In one of the year's most surprising developments, Industrial Revelation will be covering Icelandic singer/songwriter/producer Björk's third album, Homogenic, in its entirety on December 20 at the Neptune. Released in 1997, Homogenic is a richly orchestrated electronic song suite that stuffs 10 pounds of fraught emotions into a five-pound bag. It's the record on which Björk became really serious.

Homogenic contains two career peaks: the jaggedly funky "Alarm Call" (augmented by some of the most buoyant "oohhs" ever put to tape) and the infinitely ascending helix of joy that is "All Is Full of Love." Beyond those, the record finds Björk and her phalanx of producers—Mark Broom, Howie B, Guy Sigsworth, Markus Dravs—combining orchestral strings with rarefied electronic textures and beats that don't want to make you dance so much as they assert the singer's idiosyncratic conception of rhythm as a metaphor for her tumultuous inner life.

Why is a band most people consider "jazz"—albeit one of the more voraciously eclectic ensembles in that genre—covering a 20-year-old Björk album? Initially, the premise seems incongruous and improbable. But when you ponder how both artists share inclinations to bust outside of genre constrictions and blur stylistic conventions, the decision doesn't seem so left field. And if Industrial Revelation's career thus far has taught us anything, it's that they enjoy a good challenge and an aesthetic change of scenery. The band won a 2014 Stranger Genius Award in music.

Trumpeter Ahamefule J. Oluo says the idea germinated earlier this year when he started seeing 20th-anniversary tributes to Radiohead's OK Computer. While he loves that album, he thinks Homogenic defines 1997 as much as Computer does. This led to thoughts of how people view classic works by men versus those by women—and how male musicians rarely celebrate masterpieces by women. "And it got me thinking about what Industrial Revelation would sound like playing those incredible tunes," Oluo says, "and the sound in my head told me immediately that we had to make this happen.
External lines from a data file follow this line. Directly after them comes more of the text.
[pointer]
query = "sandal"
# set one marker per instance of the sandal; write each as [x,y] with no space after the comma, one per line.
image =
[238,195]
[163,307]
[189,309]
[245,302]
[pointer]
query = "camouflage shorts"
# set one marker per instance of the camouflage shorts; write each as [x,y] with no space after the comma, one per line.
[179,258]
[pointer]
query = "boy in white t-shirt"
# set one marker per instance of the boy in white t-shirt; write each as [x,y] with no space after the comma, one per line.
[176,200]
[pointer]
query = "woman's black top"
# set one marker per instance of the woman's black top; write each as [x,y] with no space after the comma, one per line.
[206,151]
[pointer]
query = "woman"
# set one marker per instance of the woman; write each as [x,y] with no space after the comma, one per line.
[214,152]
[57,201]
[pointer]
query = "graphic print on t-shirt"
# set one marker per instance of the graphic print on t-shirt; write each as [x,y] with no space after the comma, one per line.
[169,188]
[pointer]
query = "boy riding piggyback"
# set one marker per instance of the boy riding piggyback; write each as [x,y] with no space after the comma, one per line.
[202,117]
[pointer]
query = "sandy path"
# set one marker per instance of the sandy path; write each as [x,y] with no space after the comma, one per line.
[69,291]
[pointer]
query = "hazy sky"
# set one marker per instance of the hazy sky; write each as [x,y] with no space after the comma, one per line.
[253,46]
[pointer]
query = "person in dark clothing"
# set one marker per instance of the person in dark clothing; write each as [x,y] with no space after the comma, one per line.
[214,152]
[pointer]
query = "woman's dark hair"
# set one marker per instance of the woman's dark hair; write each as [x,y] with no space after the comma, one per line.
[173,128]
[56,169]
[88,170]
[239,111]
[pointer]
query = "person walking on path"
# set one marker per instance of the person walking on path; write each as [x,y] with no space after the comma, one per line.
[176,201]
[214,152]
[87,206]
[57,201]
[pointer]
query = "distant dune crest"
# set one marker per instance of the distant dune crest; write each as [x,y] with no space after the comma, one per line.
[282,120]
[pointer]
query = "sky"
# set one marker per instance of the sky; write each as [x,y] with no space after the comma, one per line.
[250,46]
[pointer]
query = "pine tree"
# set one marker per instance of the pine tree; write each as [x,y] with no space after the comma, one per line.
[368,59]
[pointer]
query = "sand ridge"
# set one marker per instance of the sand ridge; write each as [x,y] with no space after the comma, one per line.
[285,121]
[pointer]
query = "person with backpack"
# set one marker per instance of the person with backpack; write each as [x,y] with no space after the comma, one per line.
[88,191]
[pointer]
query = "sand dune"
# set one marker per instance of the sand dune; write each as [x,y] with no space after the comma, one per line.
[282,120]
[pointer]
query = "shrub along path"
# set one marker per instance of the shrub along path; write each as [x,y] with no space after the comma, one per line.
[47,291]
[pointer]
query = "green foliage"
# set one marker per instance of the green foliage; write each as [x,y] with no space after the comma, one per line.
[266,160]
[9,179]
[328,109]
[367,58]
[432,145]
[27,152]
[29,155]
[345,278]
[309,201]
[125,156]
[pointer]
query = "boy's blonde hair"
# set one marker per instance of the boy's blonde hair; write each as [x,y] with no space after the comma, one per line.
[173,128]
"In an instrumental band," he continues, "it is really difficult to cover 'pop' albums, because often the melodies just don't hold up; they are often so dependent on lyrics that when you strip away the words, you are left with something tedious and indistinct." Björk and Homogenic are exceptional in this regard, Oluo says. "The melody lines dip and swerve, they are unpredictable and virtuosic, and the way she sings them, wailing and guttural, make me think of Bubber Miley or Cootie Williams from Duke Ellington's band—so much more than a pretty sound, something more human and more alien at the same time."

Industrial Revelation bassist Evan Flory-Barnes confesses that Björk "has sung notes that have made me burst into tears, carried me into other worlds, and affirmed a loving defiance in my being." Drummer D'Vonne Lewis believes that while Homogenic is 20 years old, "it still has the feeling, the sounds and influences as if it came out today! It speaks truth, which is something that speaks to my soul!"

This show could be the musical event of the year—perhaps even a pre-Christmas miracle.